Em um momento que lembra a colheita madura após uma longa estação de trabalho, Marcello Cattani, presidente e CEO da Sanofi na Itália e Malta, anunciou em Milão que a terapia biológica dupilumab terá em breve uma nova indicação para a BPCO (Doença Pulmonar Obstrutiva Crônica – DPOC), a qual passará a ser a 11ª indicação do medicamento. “É como ter uma pipeline dentro de um único fármaco”, disse Cattani, celebrando um resultado raro na história das empresas farmacêuticas.
O anúncio ocorreu durante um encontro dedicado à BPCO e à primeira terapia biológica direcionada à doença, organizado pela farmacêutica na cidade que respira inovação. Para Cattani, a notícia não é apenas um triunfo científico: é a materialização de anos de investimento e direção estratégica. “A imunologia é a nossa estrela polar”, afirmou, com a voz firme de quem observa a trajetória de perto.

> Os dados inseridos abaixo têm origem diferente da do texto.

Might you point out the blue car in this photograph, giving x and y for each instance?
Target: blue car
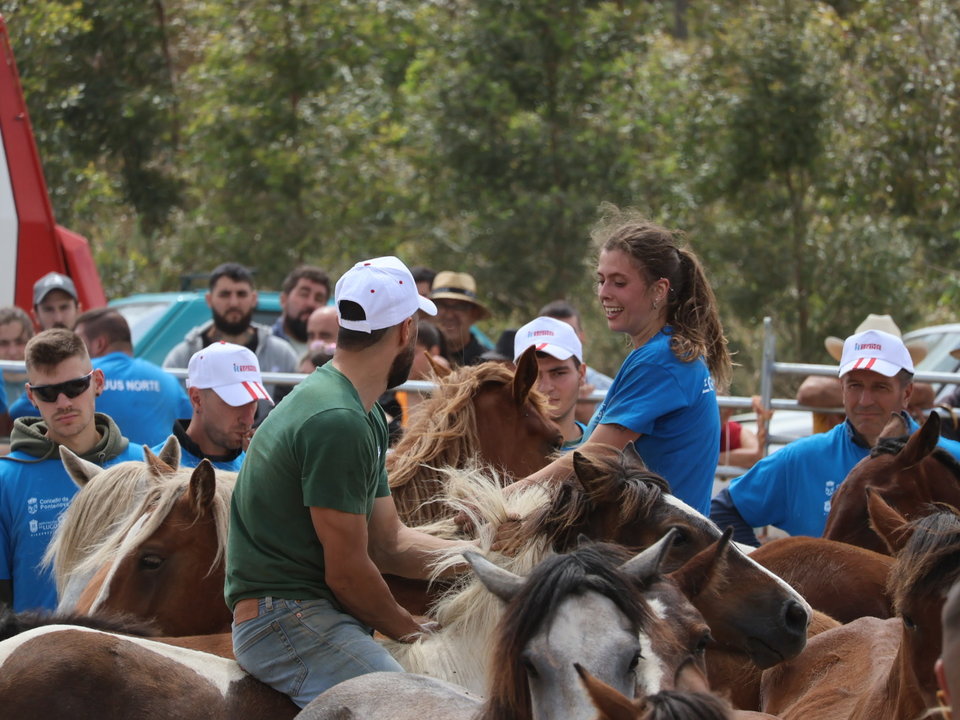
(159, 321)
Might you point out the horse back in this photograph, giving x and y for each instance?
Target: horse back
(837, 671)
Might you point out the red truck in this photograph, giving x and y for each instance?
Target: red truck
(31, 242)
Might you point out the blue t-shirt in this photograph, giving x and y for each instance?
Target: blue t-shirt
(143, 399)
(673, 406)
(791, 488)
(33, 495)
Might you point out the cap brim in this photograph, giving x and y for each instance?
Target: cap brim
(237, 394)
(427, 305)
(552, 350)
(887, 369)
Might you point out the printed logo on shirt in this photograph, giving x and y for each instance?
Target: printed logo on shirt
(132, 385)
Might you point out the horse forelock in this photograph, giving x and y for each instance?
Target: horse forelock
(94, 513)
(929, 563)
(591, 568)
(153, 509)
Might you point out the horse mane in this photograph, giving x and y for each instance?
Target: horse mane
(561, 519)
(442, 431)
(150, 513)
(930, 561)
(94, 513)
(593, 568)
(12, 623)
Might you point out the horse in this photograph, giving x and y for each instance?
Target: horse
(696, 704)
(485, 411)
(874, 668)
(583, 607)
(846, 582)
(68, 671)
(164, 562)
(611, 496)
(106, 497)
(909, 472)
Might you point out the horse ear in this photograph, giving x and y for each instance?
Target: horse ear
(921, 443)
(441, 371)
(896, 427)
(81, 471)
(610, 703)
(502, 583)
(891, 526)
(170, 452)
(695, 574)
(647, 564)
(203, 487)
(585, 471)
(167, 462)
(525, 376)
(631, 455)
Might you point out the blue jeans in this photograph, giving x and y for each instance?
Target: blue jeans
(303, 647)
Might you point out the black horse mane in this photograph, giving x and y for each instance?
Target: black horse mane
(893, 445)
(12, 623)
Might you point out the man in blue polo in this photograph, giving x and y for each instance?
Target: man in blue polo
(225, 386)
(791, 489)
(34, 486)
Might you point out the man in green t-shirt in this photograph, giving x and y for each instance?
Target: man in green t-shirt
(312, 522)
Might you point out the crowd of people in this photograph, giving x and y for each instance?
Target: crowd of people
(313, 524)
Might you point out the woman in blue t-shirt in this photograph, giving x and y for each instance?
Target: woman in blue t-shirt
(663, 399)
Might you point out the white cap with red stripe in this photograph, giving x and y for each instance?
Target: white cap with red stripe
(875, 350)
(231, 371)
(550, 336)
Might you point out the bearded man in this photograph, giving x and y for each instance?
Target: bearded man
(232, 298)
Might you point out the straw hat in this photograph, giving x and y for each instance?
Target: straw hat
(883, 323)
(449, 285)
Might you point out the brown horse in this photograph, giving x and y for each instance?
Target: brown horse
(64, 671)
(165, 562)
(583, 607)
(844, 581)
(909, 472)
(873, 668)
(486, 414)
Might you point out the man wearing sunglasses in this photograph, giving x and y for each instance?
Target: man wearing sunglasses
(34, 486)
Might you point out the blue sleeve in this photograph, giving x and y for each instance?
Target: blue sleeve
(762, 494)
(725, 514)
(22, 407)
(644, 394)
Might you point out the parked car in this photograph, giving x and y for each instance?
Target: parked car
(158, 321)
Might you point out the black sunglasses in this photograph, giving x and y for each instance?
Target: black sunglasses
(70, 388)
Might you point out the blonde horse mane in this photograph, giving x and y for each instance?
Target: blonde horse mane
(442, 434)
(154, 507)
(106, 500)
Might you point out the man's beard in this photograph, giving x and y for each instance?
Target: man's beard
(232, 328)
(400, 368)
(296, 327)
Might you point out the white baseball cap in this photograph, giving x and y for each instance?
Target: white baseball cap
(386, 291)
(548, 335)
(231, 371)
(875, 350)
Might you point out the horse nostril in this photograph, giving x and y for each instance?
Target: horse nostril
(796, 617)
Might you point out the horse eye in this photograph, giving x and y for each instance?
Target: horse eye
(703, 643)
(151, 562)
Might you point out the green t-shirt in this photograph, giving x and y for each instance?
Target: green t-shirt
(318, 448)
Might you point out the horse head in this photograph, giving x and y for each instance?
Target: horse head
(909, 473)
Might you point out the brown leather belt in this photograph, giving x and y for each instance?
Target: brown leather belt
(246, 610)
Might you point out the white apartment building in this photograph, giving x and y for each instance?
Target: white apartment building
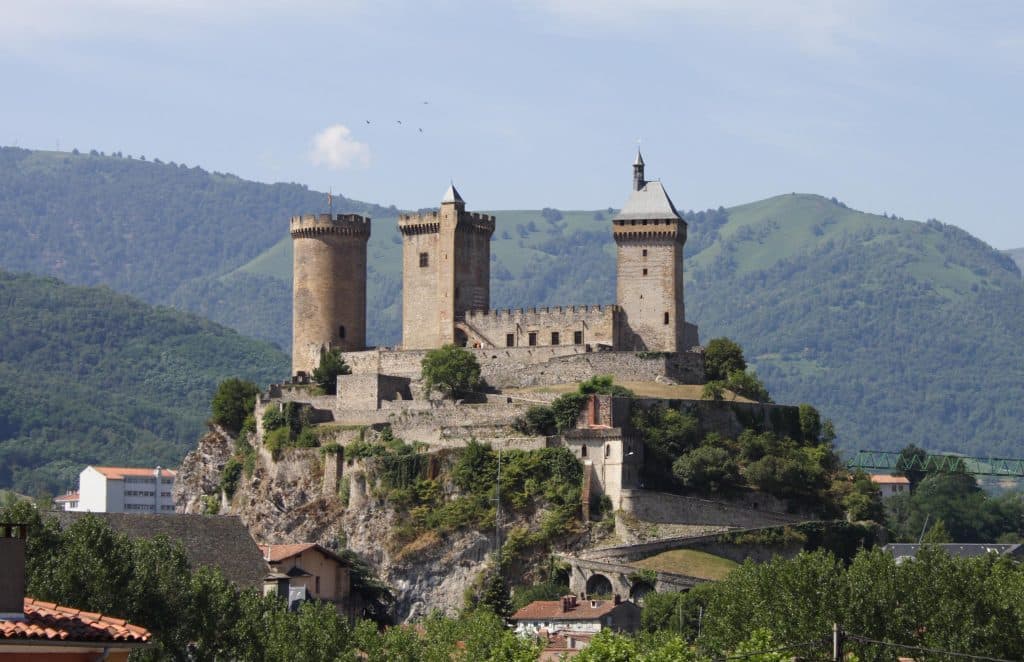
(120, 489)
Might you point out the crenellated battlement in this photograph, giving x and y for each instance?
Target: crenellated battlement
(648, 229)
(314, 224)
(604, 308)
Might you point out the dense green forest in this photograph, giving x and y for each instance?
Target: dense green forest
(88, 375)
(899, 331)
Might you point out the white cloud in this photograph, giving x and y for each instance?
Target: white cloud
(335, 148)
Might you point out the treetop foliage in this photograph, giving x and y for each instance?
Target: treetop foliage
(451, 369)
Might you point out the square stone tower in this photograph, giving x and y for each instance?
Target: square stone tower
(650, 235)
(445, 265)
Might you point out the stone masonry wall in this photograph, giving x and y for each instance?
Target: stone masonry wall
(649, 289)
(329, 289)
(519, 367)
(574, 325)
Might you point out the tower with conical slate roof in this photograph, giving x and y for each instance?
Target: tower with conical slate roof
(650, 235)
(445, 272)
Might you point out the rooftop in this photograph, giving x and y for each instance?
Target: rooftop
(55, 623)
(885, 479)
(278, 553)
(649, 203)
(119, 472)
(215, 540)
(551, 610)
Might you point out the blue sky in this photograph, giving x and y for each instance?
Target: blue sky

Os números reforçam a imagem desta jornada: Sanofi e Regeneron destinam mais de 8 bilhões de dólares por ano a Pesquisa e Desenvolvimento. É desse solo fértil que brotam opções terapêuticas capazes de transformar a vida de pacientes e famílias que convivem com doenças de grande impacto clínico e social. Segundo Cattani, o novo uso para dupilumab estará disponível em breve, elevando ainda mais o nível da pesquisa científica acessível aos pacientes.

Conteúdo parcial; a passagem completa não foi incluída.